I am empathetic to the struggles the fitness industry is facing. But I do believe wholeheartedly that it is the responsibility of the coach to set each and every one of his or her clients up to be autonomous in fitness. If we can take that lesson on board then there will be positives that come from this.

Whether you’re having withdrawals and are itching for your next fitness fix or you’ve been suffering from a lack of motivation, finding autonomy in fitness will set you free.

The word autonomy comes from the Greek autos, self, and nomos, law. To have autonomy over your fitness is to have ownership of your training and be intrinsically motivated to exercise because it enhances your life. In short, it’s knowing what to do and doing it for the right reasons. The pandemic has demonstrated clearly that many are missing both the “what” and the “why” required for fitness autonomy.

On one hand, there is a lack of understanding in the general population of how to exercise without instruction and external motivation. Many people require the urging and directions of their coaches, peers, and doctors in order to show up at the gym and accept a recipe of burpees, front squats, and double unders.

My point is not to cast judgment on those with a lower fitness IQ, but instead, point out that gyms and coaches need to do a better job of educating their clients in two ways.

First, they need to communicate and encourage reflection on exercise. Instead of celebrating the blood, sweat, and tears, coaches should help their clients reflect on the learning experienced through physical expression.

Second, and most importantly, coaches need to help their clients connect the dots between exercise and a personal definition of living a larger life. Intrinsic motivation — exercising for oneself — is essential for fitness autonomy, but it takes more time, conversation, and introspection than most people are currently prepared to give to their fitness.

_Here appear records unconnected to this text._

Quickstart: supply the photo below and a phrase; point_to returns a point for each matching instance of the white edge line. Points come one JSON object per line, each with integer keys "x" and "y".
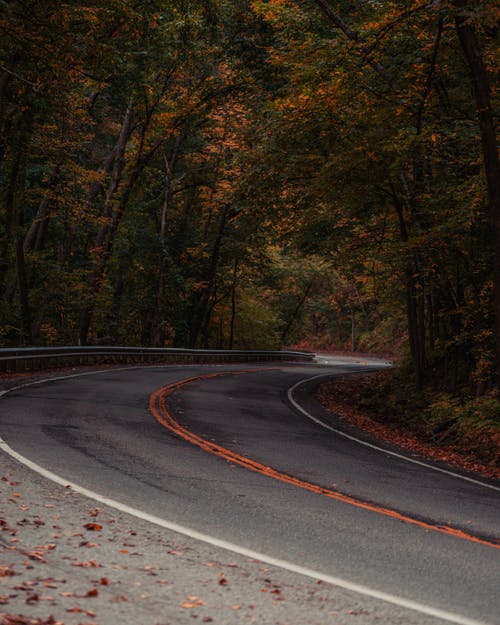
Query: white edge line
{"x": 249, "y": 553}
{"x": 371, "y": 445}
{"x": 444, "y": 615}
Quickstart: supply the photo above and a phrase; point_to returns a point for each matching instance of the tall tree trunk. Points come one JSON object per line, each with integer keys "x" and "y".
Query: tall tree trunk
{"x": 159, "y": 329}
{"x": 112, "y": 167}
{"x": 203, "y": 306}
{"x": 480, "y": 81}
{"x": 33, "y": 240}
{"x": 233, "y": 304}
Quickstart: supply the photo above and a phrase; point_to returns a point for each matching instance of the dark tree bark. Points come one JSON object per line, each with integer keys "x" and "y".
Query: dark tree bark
{"x": 480, "y": 81}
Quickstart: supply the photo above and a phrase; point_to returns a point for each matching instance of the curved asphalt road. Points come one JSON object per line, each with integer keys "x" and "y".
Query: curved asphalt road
{"x": 96, "y": 430}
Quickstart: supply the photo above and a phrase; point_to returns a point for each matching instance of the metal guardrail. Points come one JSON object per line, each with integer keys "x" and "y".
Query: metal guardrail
{"x": 21, "y": 359}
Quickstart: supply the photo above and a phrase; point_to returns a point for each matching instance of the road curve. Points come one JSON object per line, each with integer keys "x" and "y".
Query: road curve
{"x": 97, "y": 430}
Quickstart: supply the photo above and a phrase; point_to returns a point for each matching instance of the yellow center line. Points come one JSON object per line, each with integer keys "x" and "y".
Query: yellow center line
{"x": 158, "y": 406}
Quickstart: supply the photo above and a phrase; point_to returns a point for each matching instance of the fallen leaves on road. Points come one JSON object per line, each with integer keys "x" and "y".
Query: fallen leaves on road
{"x": 93, "y": 527}
{"x": 192, "y": 602}
{"x": 19, "y": 619}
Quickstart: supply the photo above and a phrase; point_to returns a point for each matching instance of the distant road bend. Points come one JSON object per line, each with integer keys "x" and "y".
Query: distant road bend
{"x": 221, "y": 450}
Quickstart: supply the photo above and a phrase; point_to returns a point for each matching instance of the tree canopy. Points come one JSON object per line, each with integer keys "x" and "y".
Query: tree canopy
{"x": 237, "y": 173}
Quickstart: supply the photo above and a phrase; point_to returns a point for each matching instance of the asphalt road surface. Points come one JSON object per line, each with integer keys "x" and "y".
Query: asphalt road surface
{"x": 309, "y": 496}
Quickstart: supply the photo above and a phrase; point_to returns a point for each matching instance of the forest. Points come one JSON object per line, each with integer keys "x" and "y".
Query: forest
{"x": 255, "y": 174}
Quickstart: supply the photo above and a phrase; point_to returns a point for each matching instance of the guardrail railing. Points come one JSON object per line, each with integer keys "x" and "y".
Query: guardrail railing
{"x": 21, "y": 359}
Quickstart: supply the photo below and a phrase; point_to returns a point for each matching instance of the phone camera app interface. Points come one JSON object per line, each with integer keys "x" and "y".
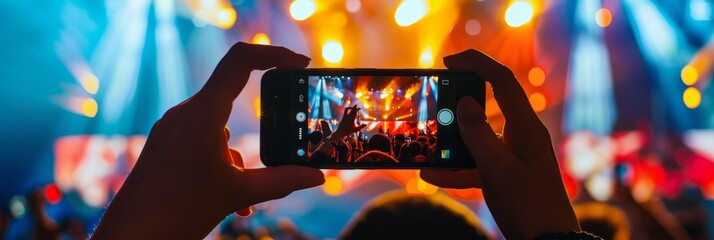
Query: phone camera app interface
{"x": 396, "y": 119}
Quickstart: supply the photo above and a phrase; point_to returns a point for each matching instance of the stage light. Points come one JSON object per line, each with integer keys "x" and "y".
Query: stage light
{"x": 18, "y": 206}
{"x": 519, "y": 13}
{"x": 256, "y": 105}
{"x": 171, "y": 62}
{"x": 536, "y": 76}
{"x": 692, "y": 97}
{"x": 52, "y": 193}
{"x": 302, "y": 9}
{"x": 690, "y": 75}
{"x": 226, "y": 18}
{"x": 332, "y": 52}
{"x": 538, "y": 101}
{"x": 473, "y": 27}
{"x": 410, "y": 12}
{"x": 261, "y": 38}
{"x": 426, "y": 59}
{"x": 603, "y": 17}
{"x": 700, "y": 10}
{"x": 89, "y": 107}
{"x": 90, "y": 83}
{"x": 353, "y": 6}
{"x": 333, "y": 185}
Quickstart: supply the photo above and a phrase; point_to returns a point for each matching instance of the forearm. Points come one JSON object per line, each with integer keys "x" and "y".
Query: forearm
{"x": 145, "y": 208}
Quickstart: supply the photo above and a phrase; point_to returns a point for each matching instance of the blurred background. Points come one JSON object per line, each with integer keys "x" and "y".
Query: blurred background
{"x": 623, "y": 86}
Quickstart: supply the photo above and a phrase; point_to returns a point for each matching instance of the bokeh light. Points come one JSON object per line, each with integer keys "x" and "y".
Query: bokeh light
{"x": 426, "y": 58}
{"x": 90, "y": 83}
{"x": 519, "y": 13}
{"x": 353, "y": 6}
{"x": 538, "y": 101}
{"x": 472, "y": 27}
{"x": 690, "y": 75}
{"x": 339, "y": 19}
{"x": 52, "y": 193}
{"x": 226, "y": 18}
{"x": 302, "y": 9}
{"x": 333, "y": 185}
{"x": 410, "y": 12}
{"x": 332, "y": 51}
{"x": 425, "y": 187}
{"x": 89, "y": 107}
{"x": 536, "y": 76}
{"x": 603, "y": 17}
{"x": 692, "y": 97}
{"x": 261, "y": 38}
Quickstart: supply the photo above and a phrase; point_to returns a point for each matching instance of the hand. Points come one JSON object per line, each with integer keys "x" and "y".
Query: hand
{"x": 519, "y": 176}
{"x": 187, "y": 179}
{"x": 347, "y": 124}
{"x": 326, "y": 129}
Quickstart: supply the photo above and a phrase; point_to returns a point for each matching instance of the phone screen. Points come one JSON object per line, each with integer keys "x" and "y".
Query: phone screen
{"x": 409, "y": 118}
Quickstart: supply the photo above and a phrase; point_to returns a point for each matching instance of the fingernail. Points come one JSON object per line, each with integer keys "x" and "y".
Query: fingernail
{"x": 315, "y": 178}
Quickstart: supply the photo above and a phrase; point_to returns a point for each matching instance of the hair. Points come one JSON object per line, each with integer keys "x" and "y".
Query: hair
{"x": 409, "y": 151}
{"x": 398, "y": 215}
{"x": 602, "y": 219}
{"x": 379, "y": 142}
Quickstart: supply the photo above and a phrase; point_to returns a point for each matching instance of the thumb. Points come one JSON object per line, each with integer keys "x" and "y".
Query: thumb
{"x": 478, "y": 136}
{"x": 277, "y": 182}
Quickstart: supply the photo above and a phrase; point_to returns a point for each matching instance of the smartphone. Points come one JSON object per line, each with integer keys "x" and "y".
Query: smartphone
{"x": 410, "y": 117}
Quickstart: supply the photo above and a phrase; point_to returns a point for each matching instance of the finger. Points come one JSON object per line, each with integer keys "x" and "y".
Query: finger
{"x": 277, "y": 182}
{"x": 232, "y": 73}
{"x": 245, "y": 212}
{"x": 479, "y": 138}
{"x": 452, "y": 179}
{"x": 237, "y": 158}
{"x": 508, "y": 92}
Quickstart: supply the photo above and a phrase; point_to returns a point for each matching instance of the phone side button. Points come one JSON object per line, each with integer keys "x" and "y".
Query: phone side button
{"x": 445, "y": 116}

And on the other hand, the proper intention behind exercise has been lost. There are those who don’t need to be told to exercise, yet are still not autonomous in their fitness. They continue to work out as a coping mechanism, for social status (who am I if I can’t WOD?), to make up for a poor lifestyle and diet, and because they believe they should. Not because they can.

These people have been brainwashed to believe that exercise makes them worthy and morally good. They don’t need a coach to tell them to do a workout because they’ve got societal pressures to look and perform a certain way relentlessly echoing in their head 24/7. They exercise out of fear of not exercising. They may know how to exercise, but they are not free.

Finding the Balance

Both of the scenarios I’ve described above are unhealthy in different ways. Life needs fitness, but fitness isn’t life. The key is finding the balance that an individual can maintain independently of any external factors — be that access to a gym, an idea of themselves, or any other distorted motivations.

Autonomy won’t happen overnight, but it does start with the coach. The role of the fitness coach is to lead every client towards autonomy through a relationship that balances challenge and support.

Through years of experience and learning, coupled with reflection on how fitness enhances function, priorities, and purpose, everyone is capable of learning how to exercise with intent and become autonomous in fitness.

My ideal world isn’t one without gyms. It’s one where your fitness doesn’t rely on access to four walls and free weights. It’s one where you exercise because you can, not because you should.